Ce type de choix a peu à voir avec un texte constitutionnel, aussi imparfait soit-il. Certes, le projet entérine, dans sa IIIe partie l’orientation libérale prise par l’Europe au fil de son histoire (lire l’interview de Jean-Louis Quermonne p.36). Mais ses première et deuxième parties proclament avec force des principes qui contredisent cette évolution. Il nous appartient de faire vivre cette philosophie-ci plutôt que cet esprit-là.

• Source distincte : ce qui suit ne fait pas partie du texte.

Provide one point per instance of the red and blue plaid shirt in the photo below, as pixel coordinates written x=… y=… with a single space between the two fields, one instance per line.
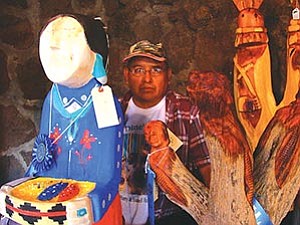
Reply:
x=182 y=118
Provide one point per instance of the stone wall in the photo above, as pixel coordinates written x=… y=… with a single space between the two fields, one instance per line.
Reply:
x=197 y=34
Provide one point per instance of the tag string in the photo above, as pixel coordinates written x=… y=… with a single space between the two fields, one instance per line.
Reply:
x=88 y=102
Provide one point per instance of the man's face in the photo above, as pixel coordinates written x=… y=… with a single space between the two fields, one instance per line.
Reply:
x=64 y=52
x=148 y=80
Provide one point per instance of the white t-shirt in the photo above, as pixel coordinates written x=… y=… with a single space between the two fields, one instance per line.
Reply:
x=134 y=192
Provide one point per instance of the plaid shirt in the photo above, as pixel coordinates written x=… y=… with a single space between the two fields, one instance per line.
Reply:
x=182 y=118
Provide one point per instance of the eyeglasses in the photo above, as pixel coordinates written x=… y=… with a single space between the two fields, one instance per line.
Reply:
x=140 y=71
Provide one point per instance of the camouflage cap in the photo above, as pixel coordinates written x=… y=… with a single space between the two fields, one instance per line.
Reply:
x=146 y=49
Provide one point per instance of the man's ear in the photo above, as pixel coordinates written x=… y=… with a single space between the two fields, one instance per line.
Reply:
x=126 y=74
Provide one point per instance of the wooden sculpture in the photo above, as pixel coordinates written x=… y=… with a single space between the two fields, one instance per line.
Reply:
x=277 y=160
x=172 y=176
x=74 y=174
x=229 y=150
x=254 y=99
x=293 y=57
x=276 y=172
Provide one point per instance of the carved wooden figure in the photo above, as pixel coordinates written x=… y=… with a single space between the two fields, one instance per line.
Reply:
x=254 y=99
x=293 y=57
x=276 y=172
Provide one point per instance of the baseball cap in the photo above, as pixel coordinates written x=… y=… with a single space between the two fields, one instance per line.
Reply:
x=146 y=49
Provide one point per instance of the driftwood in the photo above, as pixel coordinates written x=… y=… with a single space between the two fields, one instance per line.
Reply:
x=228 y=201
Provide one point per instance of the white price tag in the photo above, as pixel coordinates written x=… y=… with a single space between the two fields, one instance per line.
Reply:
x=104 y=107
x=295 y=14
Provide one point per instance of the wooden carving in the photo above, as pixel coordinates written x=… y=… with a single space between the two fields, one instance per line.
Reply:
x=255 y=103
x=276 y=170
x=293 y=57
x=277 y=160
x=172 y=176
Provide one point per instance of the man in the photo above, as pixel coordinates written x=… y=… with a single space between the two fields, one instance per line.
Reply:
x=147 y=74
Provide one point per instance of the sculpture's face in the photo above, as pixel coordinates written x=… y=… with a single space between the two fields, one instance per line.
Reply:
x=65 y=54
x=155 y=135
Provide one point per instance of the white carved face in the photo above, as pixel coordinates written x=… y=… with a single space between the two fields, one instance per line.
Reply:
x=65 y=54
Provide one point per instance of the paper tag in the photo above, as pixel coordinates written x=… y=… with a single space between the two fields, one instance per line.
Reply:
x=295 y=14
x=175 y=142
x=104 y=106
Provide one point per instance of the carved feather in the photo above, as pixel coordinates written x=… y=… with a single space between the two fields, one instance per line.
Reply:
x=212 y=93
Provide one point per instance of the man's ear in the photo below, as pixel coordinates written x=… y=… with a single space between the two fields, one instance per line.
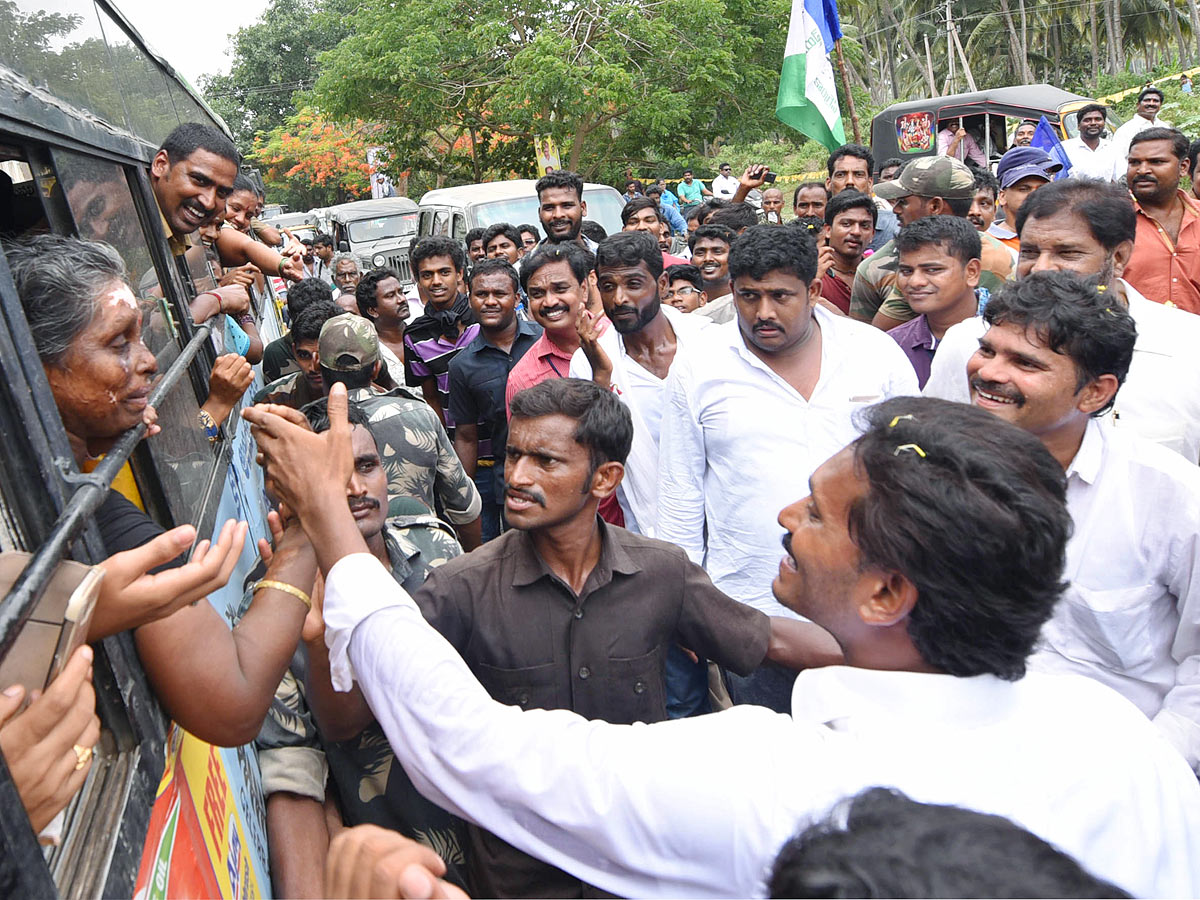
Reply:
x=889 y=601
x=606 y=478
x=160 y=165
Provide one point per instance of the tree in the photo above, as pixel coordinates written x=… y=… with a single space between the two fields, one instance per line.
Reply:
x=310 y=162
x=463 y=88
x=273 y=60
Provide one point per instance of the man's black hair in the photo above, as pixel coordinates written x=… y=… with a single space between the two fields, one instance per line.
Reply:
x=987 y=181
x=489 y=267
x=495 y=231
x=1104 y=205
x=1071 y=316
x=304 y=294
x=630 y=249
x=737 y=216
x=636 y=205
x=955 y=235
x=857 y=150
x=688 y=273
x=1177 y=138
x=765 y=249
x=605 y=426
x=805 y=185
x=307 y=324
x=367 y=288
x=579 y=258
x=561 y=179
x=881 y=844
x=317 y=413
x=850 y=198
x=437 y=245
x=977 y=521
x=721 y=233
x=889 y=162
x=593 y=231
x=185 y=139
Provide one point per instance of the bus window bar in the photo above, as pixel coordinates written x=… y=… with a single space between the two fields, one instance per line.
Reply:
x=90 y=493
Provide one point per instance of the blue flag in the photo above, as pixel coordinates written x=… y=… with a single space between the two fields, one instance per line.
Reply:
x=1044 y=138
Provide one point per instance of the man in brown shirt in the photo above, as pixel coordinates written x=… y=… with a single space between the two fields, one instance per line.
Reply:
x=568 y=612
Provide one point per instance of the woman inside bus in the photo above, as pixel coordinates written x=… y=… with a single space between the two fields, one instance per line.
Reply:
x=216 y=682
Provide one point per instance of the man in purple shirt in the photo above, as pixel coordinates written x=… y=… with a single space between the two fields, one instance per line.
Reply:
x=448 y=325
x=937 y=275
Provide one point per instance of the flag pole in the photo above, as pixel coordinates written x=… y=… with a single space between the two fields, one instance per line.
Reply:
x=850 y=97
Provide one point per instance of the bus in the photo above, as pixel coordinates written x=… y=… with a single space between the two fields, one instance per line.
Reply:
x=84 y=103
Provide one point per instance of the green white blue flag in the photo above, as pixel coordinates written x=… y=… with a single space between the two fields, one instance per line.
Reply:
x=808 y=95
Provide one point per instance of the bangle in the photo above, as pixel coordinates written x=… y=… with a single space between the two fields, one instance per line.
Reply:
x=287 y=589
x=211 y=430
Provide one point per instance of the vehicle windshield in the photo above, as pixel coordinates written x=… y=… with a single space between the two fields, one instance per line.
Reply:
x=372 y=229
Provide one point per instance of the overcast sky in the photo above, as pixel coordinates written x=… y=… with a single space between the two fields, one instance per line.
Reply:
x=193 y=42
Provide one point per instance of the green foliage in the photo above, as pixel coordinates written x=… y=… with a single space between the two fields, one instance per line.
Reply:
x=462 y=88
x=273 y=60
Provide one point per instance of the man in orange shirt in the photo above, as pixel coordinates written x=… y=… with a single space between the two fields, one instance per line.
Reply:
x=1165 y=263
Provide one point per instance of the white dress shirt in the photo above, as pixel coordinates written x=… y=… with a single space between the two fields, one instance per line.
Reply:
x=1131 y=617
x=635 y=810
x=1086 y=162
x=643 y=393
x=739 y=443
x=1123 y=136
x=1161 y=397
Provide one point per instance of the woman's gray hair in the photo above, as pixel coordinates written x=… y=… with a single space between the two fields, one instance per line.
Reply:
x=59 y=281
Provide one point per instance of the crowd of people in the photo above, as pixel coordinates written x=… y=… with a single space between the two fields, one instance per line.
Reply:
x=725 y=555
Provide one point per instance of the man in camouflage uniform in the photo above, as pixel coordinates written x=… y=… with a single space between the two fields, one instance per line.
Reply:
x=929 y=186
x=415 y=450
x=295 y=756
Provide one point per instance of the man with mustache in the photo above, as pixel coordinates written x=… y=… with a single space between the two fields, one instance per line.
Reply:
x=567 y=612
x=300 y=743
x=1055 y=353
x=562 y=208
x=1165 y=262
x=478 y=377
x=931 y=558
x=790 y=376
x=1089 y=227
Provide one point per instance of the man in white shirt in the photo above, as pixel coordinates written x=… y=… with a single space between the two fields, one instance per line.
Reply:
x=915 y=552
x=1089 y=227
x=753 y=411
x=1051 y=361
x=725 y=185
x=634 y=358
x=1150 y=101
x=1090 y=154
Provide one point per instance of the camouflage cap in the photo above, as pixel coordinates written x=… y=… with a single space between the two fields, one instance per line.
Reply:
x=347 y=343
x=930 y=177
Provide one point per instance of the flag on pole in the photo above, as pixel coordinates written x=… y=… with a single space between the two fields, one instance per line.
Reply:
x=808 y=95
x=1047 y=138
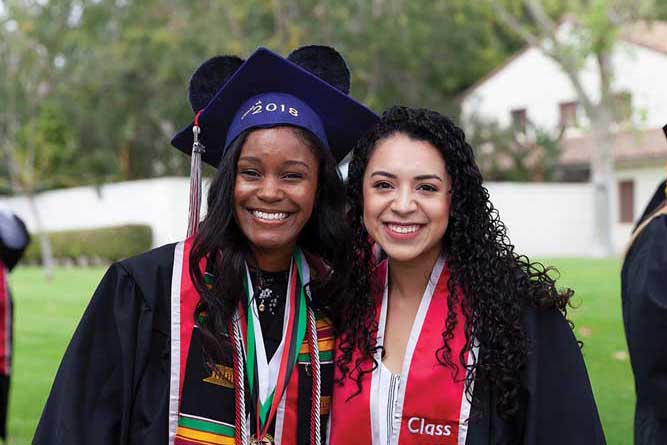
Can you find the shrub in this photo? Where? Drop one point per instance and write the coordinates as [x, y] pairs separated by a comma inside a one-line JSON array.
[[108, 243]]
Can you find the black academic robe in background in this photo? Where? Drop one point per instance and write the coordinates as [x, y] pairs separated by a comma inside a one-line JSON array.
[[644, 295], [10, 255]]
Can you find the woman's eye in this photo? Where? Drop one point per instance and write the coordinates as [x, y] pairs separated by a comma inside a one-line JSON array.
[[427, 188], [250, 173], [382, 185]]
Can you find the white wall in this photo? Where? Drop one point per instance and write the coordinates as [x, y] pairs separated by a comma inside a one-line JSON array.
[[160, 203], [536, 83], [546, 220], [543, 220]]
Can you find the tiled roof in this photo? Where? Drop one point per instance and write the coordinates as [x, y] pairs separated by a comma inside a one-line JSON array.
[[649, 34], [629, 146]]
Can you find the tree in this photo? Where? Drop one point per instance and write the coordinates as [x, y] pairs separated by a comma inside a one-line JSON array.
[[587, 42], [505, 154]]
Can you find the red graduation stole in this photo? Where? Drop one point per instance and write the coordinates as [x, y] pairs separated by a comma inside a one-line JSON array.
[[5, 323], [433, 407], [185, 430]]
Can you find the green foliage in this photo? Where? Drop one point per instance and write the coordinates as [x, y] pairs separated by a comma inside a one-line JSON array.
[[105, 81], [503, 154], [109, 243]]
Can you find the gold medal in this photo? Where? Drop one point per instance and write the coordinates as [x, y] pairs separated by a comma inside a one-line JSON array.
[[266, 440]]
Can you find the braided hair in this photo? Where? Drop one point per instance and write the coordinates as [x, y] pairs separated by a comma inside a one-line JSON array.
[[494, 283]]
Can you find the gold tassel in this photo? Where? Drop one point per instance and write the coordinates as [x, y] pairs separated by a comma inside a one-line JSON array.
[[195, 181]]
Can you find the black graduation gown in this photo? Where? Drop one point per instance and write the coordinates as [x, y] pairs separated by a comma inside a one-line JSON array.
[[644, 295], [112, 386], [556, 400], [10, 255]]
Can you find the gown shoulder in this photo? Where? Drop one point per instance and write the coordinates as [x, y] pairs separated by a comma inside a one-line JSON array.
[[112, 385]]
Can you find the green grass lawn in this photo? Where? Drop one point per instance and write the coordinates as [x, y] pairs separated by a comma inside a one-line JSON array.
[[47, 313]]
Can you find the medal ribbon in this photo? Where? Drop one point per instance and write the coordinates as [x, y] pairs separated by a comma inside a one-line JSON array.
[[266, 387]]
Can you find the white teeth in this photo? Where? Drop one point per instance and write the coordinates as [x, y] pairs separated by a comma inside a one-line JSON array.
[[269, 216], [403, 229]]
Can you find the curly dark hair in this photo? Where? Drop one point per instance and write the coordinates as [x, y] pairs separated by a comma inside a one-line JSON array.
[[495, 283], [220, 240]]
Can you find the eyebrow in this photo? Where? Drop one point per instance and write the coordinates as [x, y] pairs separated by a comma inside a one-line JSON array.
[[418, 178], [257, 160]]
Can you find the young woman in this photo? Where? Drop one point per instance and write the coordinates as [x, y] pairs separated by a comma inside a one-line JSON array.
[[224, 338], [454, 338]]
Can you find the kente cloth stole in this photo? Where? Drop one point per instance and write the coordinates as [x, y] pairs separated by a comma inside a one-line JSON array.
[[5, 323], [202, 404], [432, 404]]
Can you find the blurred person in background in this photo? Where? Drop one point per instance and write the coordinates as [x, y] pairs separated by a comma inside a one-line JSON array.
[[14, 239], [226, 337], [454, 339], [644, 298]]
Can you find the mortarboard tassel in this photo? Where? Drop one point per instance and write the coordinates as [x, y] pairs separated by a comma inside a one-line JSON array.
[[195, 179]]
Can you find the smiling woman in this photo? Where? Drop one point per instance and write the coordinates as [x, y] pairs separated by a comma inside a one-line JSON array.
[[227, 337], [453, 337], [274, 193]]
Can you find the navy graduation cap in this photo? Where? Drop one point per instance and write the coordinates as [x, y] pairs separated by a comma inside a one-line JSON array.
[[308, 89]]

Car l’Europe est désormais chose trop sérieuse pour être laissée aux seuls gouvernements. La récente remise en cause de la directive Bolkestein (lire p. 34) rappelle d’ailleurs que les institutions de l’Union ne sont pas imperméables à l’opinion et aux mobilisations sociales. Il faut persévérer dans cette voie, et surtout ne pas cesser de s’intéresser à "Bruxelles" au matin du 30 mai, quel que soit le résultat du référendum français.

"L’Europe syndicale doit désormais aller au-delà d’une démarche de lobbying pour se transformer en véritable mouvement social, plaide ainsi Philippe Pochet. Un certain nombre de mobilisations européennes réussies, depuis l’affaire Vilvorde en 1997, vont dans ce sens. Je pense, Paradoxalement, que le contexte est favorable. Les partisans d’une autre Europe possèdent dans leur jeu deux atouts majeurs. D’abord, la conviction profonde, partagée par toutes les sociétés, que le modèle européen de capitalisme doit rester un modèle social. Ensuite, l’échec patent des politiques libérales. L’espace pour des propositions alternatives est à nouveau ouvert." Encore faut-il, pour l’investir, que les acteurs sociaux soient constants dans leur intérêt pour l’Union.Un refus du Traité est-il de nature à faire avancer cette autre Europe ? Ceux qui s’y opposent affirment que l’approuver vaudrait validation de l’Europe telle qu’elle est. "Il m’arrive moi aussi de penser, face à la panne de volonté politique des gouvernements, qu’il faudrait une crise majeure pour sortir de l’impasse", avoue Philippe Pochet. Mais une victoire du non risque d’être interprétée par les gouvernements comme un refus d’avancer et d’être récupérée par les souverainistes de tout poil, des conservateurs britanniques à l’extrême-droite française en passant par les catholiques intégristes polonais.Mieux vaut sans doute, dans ces conditions, engranger les avancées apportées par le Traité, très significatives en comParaison du calamiteux compromis de Nice. D’autant que l’issue d’une renégociation serait très incertaine. Et Philippe Pochet de conclure: "Rien ne serait plus profitable au libéralisme qu’un marché de plus en plus unifié au sein d’un espace politique de plus en plus fragmenté."